71lbs – save money on shipping, and sometimes get paid back


What if someone told you that, depending on the volume or the way you ship products using services like FedEx and UPS, you could pay less? What if they told you everytime a delivery is delayed you can request for partial refunds? What if for every new shipping you could analyze all their data before making a decision? Peruvian Jose Li, based in Miami, and formerly employee at FedEx and Alibaba.com, assures that, solely by managing those refunds, it is possible to make millions every year.

Li is about to launch 71lbs.com, a system that, after merely inserting contract numbers from services such as FedEx and UPS, enables clients to manage all information pertinent to those contracts in a single place, insuring not only that the best decision is being made in terms of rates and time for delivery, but also identifying and requesting refunds whenever they exist.


Two stages

For those who think it’s impossible to claim back a nickel from big groups like courier companies, Li leaves a message: “just give us the numbers and forget about it”. His confidence is such that, in 71lbs first stage of development, there will be no subscription fees or charges, and all revenues are to be generated by commissions from refunds successfully claimed and received.

The service already offers the advantage of comparing and rationalizing shipping options in a single dashboard – sparing clients the need to search for quotes in several different sites and companies, individually, before getting the best price.

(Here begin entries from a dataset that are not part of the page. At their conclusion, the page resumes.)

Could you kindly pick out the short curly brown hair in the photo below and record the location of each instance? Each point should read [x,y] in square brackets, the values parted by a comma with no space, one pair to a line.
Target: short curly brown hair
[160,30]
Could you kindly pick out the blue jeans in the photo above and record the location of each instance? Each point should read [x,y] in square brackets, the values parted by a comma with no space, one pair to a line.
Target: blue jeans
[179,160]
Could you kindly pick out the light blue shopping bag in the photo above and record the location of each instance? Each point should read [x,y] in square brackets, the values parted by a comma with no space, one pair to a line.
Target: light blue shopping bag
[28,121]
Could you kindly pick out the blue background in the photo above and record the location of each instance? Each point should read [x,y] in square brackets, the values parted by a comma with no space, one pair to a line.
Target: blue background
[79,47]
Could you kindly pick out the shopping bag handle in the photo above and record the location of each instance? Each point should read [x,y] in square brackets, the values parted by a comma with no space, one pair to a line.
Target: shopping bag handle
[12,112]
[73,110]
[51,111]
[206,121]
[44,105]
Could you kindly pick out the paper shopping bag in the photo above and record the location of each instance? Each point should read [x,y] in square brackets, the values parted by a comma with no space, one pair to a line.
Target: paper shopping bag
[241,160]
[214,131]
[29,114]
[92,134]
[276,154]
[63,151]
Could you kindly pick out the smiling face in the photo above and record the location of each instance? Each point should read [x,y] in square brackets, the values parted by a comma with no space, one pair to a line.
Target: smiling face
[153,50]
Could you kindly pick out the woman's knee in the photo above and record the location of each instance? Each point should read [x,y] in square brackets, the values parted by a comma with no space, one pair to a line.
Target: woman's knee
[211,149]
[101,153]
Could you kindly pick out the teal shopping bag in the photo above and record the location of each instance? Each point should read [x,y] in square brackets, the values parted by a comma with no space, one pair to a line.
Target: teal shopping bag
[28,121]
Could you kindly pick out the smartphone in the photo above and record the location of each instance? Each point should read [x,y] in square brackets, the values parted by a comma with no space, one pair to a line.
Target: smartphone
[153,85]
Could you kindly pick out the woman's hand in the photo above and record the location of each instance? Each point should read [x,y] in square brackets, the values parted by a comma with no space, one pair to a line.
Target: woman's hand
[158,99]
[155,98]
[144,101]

Li says some courier services have forms with over 200 different columns which can influence prices and delivery conditions: “the system is complicated for anyone not used to it.”

Step number two of the company would include charging a subscription fee that would allow for receiving complete reports on gain analysis, money saved, shipment comparisons and best available offers.


“Surprising” extras and surcharges

Startupeando asked Li about the name 71lbs.com. Far from having been left to chance, Li explains the limit of 70 pounds is a “magic” limit for shipping companies, after which certain surcharges and extra fees may appear on the final bill. According to him, this limit is respected by all companies, regardless of the custom in a specific country of considering other weigh measuring scales, such as kilos or ounces, for instance: when the shipment surpasses 70 pounds, those extra fees can dramatically alter the value spent in shipping.

These charges are relevant – in some cases, the simple fact of shipping an item that exceeds 70 pounds means dozens of extra dollars spent. Refund policies of companies like FedEx, on the other hand, may offset any extra charge your company can be paying.